PHARAOS – we’ve tried nothing and we’re all out of ideas

(CD, hip hip hip)

Here is a little story about a friend of mine that I have never told anybody, and I have no idea how many people know about this at all anyway. Quite a few years back, when live was still a lot easier, he fell in love with a girl, as it happens every day of the earth a hundred times. We were together on a concert either of Jets To Brazil or an early Weakerthans-show, when they were still good and hadn’t turned into a festival-opener act. In these days we had just stopped to wear band t-shirts all the time and tried to go for a more stylish approach to all things. Maybe this is what attracted him to this special girl and her to him. She was maybe two years older than him and had spent some time in the USA, so she had that special air of scenester knowledge around her. Their relationship lasted for a couple of months and then they broke up. Nothing special so far, but the real tragic (or weird) thing about their break up was that once, a few weeks after the fact he discloses the whys and whats of their break up to me.
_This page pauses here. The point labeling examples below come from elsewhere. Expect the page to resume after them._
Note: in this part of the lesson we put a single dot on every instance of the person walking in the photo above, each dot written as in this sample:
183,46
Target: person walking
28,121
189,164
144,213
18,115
The thing was like this: they looked good together and seemed to enjoy each other quite well as far as I could tell. But then one day she said to him, that she thought about her life and she had set her mind to change her style. She didn’t want to keep on in the same style anymore because it seemed superficial and also unfashionable to her. She really threw out all her alternative rock and pop CDs, stuff that some months ago she had claimed to me was the best thing and meant all the life to her. I know, because I held my hands open and caught some Pearl Jam albums, my first Karate album (which was a blessing, I still love their music) and some lesser known alternative pop. In these days bands like these (not Pearl Jam but the lesser known ones) would still play squats that usually housed only hardcore and straightforward punk bands on the reason of being on an indie label and from the US. Anyway, she broke up with my pal because he questioned her reasons and the rationality of her decisions. Basically, she told him to either go along with her or get lost. She had decided to get tattoos and piercings and colour her hair in strange ways, and get interested in all kinds of deviant issues. Very much like Suicide Girls (if you know that…) and to give her credit she was one of the first people around here to approach that kind of lifestyle.
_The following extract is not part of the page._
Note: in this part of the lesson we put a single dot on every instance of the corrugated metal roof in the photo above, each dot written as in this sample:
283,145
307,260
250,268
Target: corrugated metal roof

Consequently, she left Austria for New York not long after that and we haven’t heard of her since. For all I know she could be a gothic-arts-rock-chick or a paediatrician right now. Who cares? My friend though was shattered for the time being. He boiled all of this down to her leaving him for wearing the wrong kind of clothes and listening to the wrong kind of music – all of which attracted her to him just half a year earlier. But that is the way people are and the way fashions go. But what is wrong about sticking to something you like once you have found something that gives meaning to your life? Nothing, I would say. Not a single damn thing.

And the reason I am remembering all of this now is because of this album here: “we’ve tried nothing and we’re all out of ideas” by the Pharaos. Not only does the title perfectly describe the slacker lifestyle we had back then, their music is also a lot like what my friend liked to listen to (me also, but I also listened to punk, Japan Noise and country at the same time, while he only listened to that early style of emo pop). Two guitars, bass and drums with not a lot ado and no electronics or guitar solos, radiating energy that lives on melodies and the punch they are able to produce in their arrangements. Four guys in their middle to late twenties, with not a lot to do but bang it out in their garage. All of this seems so familiar and at the same time it is fresh and crisp. Yes, probably I have the feeling that I have heard all of this before, but I don’t care. I also re-discovered the first albums of Elvis Costello and the Stiff Little Fingers long after their height, and so I know that there are people who had the same “heard that”-feeling when they listened to the stuff that I am comparing this to now.

No, no, no. I like the Pharaos and this seven song mini album. They bitch about tv advertisement (yeah, right...), sing about how they lost orientation somewhere in a city and how they killed a moth in their wardrobe or how much it sucks to get stuck in traffic. There might be some deeper meaning to all of this, but they do their bitching with energy and harmony vocals in the back at times, so what do I care. I know already that it is the little things that make or break live, and in memory these little things either get lost or stick forever. They might be great to watch in a small club, so I will keep an eye out for their name. Anyway, today it is all foggy and soggy outside, and inside the rooms take their time to getting really warm and cosy, so some nice alternative pop is all the best to keep us comfy on this Sunday noon.